Like several systems, Unicoi County separated vaping offenses out from tobacco offenses this school year with what Bogart called “the onset of vaping as such a huge issue.”
“The devices are very easy to hide and using them is easy to conceal,” Science Hill High School administrators said in a statement. Though Johnson City had one of the lowest rates of offenses per 1,000 enrollment last school year and does again this year, administrators know it’s a problem and they know for every student they catch, an unknown number are getting away with it.
Digging into the numbers
Last school year, 709 students were caught vaping in the 12 school systems that had already started separating those numbers from tobacco offenses. Four more systems – Washington, Carter, Unicoi and Hawkins counties in Tennessee – are keeping track now.
The 2018-19 full-year figures show an average of 11.2 offenses per 1,000 students. That includes enrollment figures for elementary schools, and only a few children at that level were caught with vaping products. At the system level, the highest incidence was in the Kingsport schools (18.1 per thousand) and the lowest was in Wise County, Va. (4.2).
Roughly one-third of the way through this school year, the schools with 2018 data had encountered 291 offenses. At that rate, those 12 systems are on track for about a 23 percent increase over last year.
Incidents per 1,000 this school year projected for a full year average 17.46 across 16 systems. They range from highs of 29.1 in Carter and Johnson counties to lows of 8.52 in Elizabethton and 9.3 in Johnson City and Greene County.
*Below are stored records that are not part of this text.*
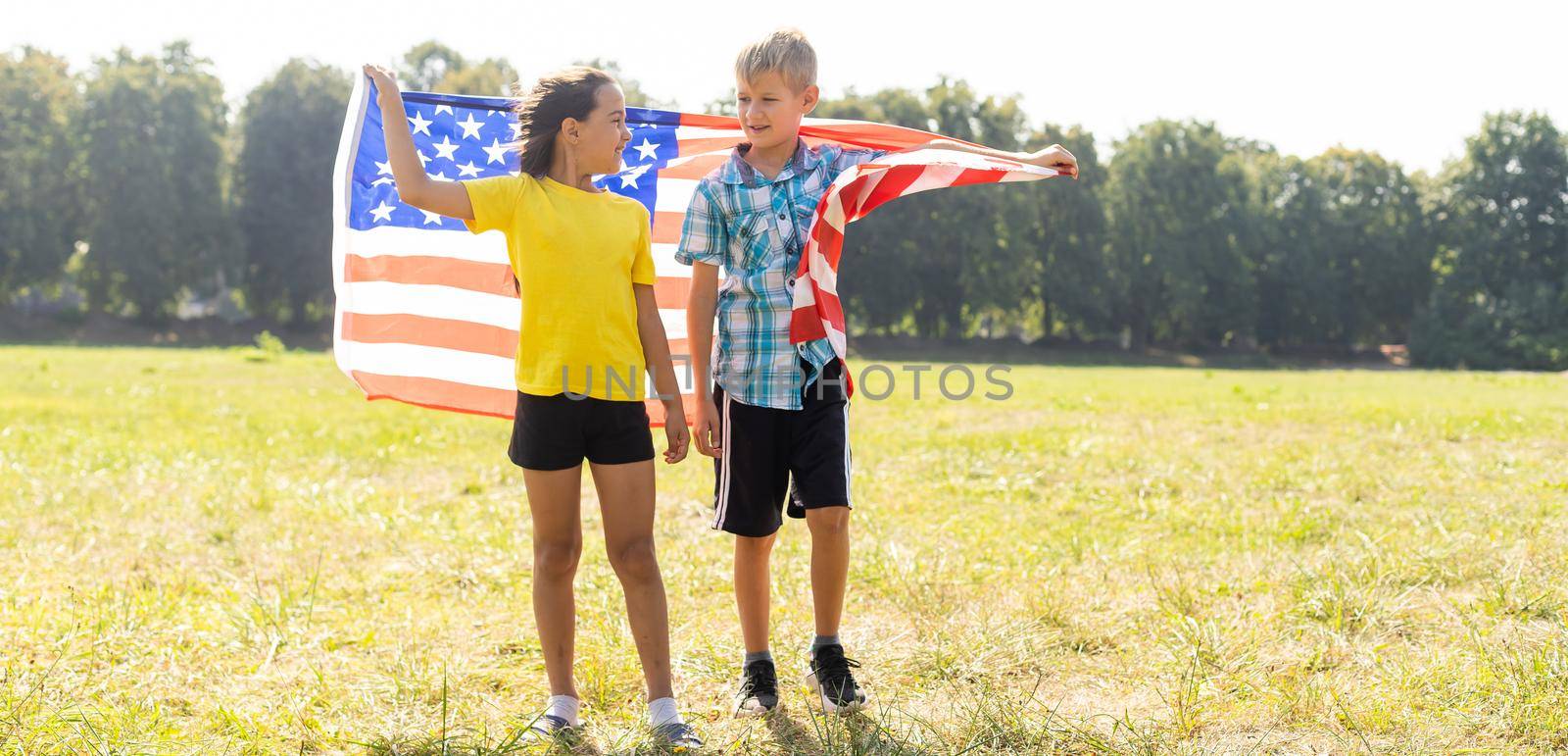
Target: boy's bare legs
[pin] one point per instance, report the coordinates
(626, 496)
(753, 588)
(828, 670)
(830, 565)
Middle schoolers are getting caught vaping at a ratio that’s slightly lower than the JAMA self-reported figures. A total of 255 middle schoolers were caught vaping according to systems that broke down the figures, compared to 932 high schoolers. Whereas middle schoolers represent 22 percent of the total offenses, they represented nearly 28 percent of the self reporting vapers in the JAMA study.
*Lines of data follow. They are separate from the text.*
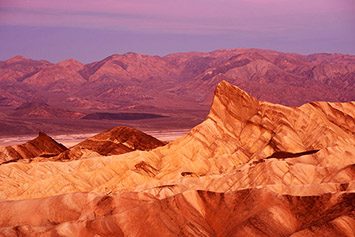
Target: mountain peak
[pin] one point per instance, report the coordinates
(17, 58)
(230, 99)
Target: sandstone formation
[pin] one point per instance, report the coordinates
(115, 141)
(42, 146)
(252, 168)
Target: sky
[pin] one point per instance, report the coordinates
(90, 30)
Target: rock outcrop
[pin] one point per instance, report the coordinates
(251, 168)
(42, 146)
(115, 141)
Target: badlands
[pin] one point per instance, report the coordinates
(252, 168)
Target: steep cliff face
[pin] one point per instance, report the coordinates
(251, 168)
(43, 145)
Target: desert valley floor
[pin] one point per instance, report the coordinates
(251, 168)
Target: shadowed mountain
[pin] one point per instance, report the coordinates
(121, 116)
(43, 146)
(178, 81)
(252, 168)
(115, 141)
(43, 110)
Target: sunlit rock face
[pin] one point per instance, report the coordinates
(252, 168)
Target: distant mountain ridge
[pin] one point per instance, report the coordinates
(180, 79)
(178, 86)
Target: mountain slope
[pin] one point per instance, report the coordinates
(115, 141)
(43, 145)
(43, 110)
(251, 168)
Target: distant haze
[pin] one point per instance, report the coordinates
(90, 30)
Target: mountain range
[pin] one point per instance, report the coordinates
(178, 85)
(251, 168)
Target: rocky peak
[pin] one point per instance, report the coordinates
(230, 100)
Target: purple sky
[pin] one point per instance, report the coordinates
(89, 30)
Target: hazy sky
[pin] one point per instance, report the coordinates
(89, 30)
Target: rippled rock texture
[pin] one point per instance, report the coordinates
(251, 168)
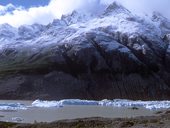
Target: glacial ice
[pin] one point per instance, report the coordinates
(12, 106)
(151, 105)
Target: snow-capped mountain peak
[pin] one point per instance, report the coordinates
(115, 8)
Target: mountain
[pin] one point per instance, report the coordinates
(113, 54)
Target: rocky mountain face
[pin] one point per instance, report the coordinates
(110, 55)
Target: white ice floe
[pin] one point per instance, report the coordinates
(12, 106)
(152, 105)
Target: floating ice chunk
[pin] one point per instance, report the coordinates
(12, 106)
(61, 103)
(151, 105)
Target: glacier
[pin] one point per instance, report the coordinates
(114, 54)
(151, 105)
(119, 103)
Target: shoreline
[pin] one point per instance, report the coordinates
(160, 120)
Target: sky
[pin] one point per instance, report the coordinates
(20, 12)
(25, 3)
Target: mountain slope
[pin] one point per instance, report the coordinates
(114, 54)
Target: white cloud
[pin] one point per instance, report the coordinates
(18, 16)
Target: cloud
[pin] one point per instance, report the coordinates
(17, 16)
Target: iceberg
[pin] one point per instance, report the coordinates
(12, 106)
Turning the tide: Education and discipline
Kingsport, which had the highest 2018-19 rate, is fifth-lowest so far this year at 12.24. If that average holds, the system may have a roughly 50 percent decrease this school year over last. Tennessee High School in Bristol is also experiencing a lower rate of vaping this year, principal Kim Kirk said. She attributed the improvement to a couple of things.
Bristol toughened its policy this year, with first offenses netting a one day out-of-school suspension and a court citation. Kirk said teachers are monitoring more closely as well, including outside bathrooms, which she said seem to be favored places for students to indulge. “They (teachers) just walk in and see them puffing on the vape,” Kirk said.
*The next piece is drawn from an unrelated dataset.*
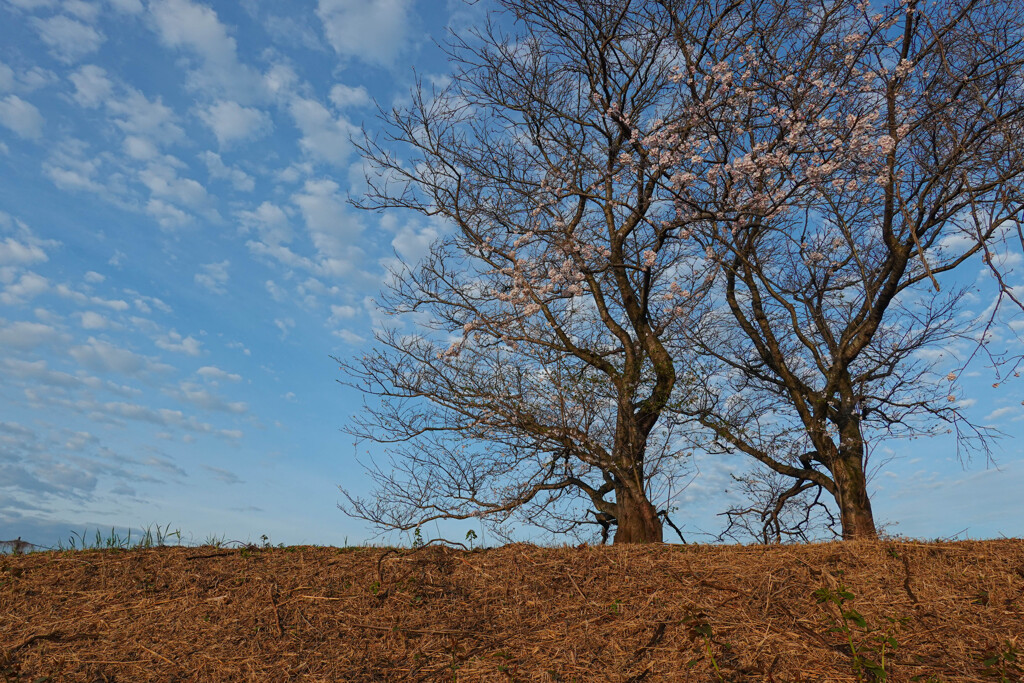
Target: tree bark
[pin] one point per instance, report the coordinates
(851, 489)
(637, 519)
The principal likes to think that education is playing just as much of a role in the decrease, though. Student and parent forums have been part of the effort. “The parents have been faced with something that’s brand new that they don’t know a lot about,” Kirk said.
While Johnson City’s rate is lower than the average, it’s on track to increase by nearly 50 percent this year. “We are worried about what vaping is doing to our kids,” Science Hill High School administrators said. “The highly addictive quality of vaping coupled with the largely unknown long term effects is very concerning to us. We hear from students that they started vaping because they thought it was a safe alternative to smoking and initially at least, they liked the way it made them feel.”
Chris Bogart, Unicoi County’s principal, said most of the students caught vaping there report never having tried cigarettes or smokeless tobacco. “They started with it,” Bogart said. “So they aren’t trying to get off tobacco, and the most prevalent reason they start is absolutely peer pressure.”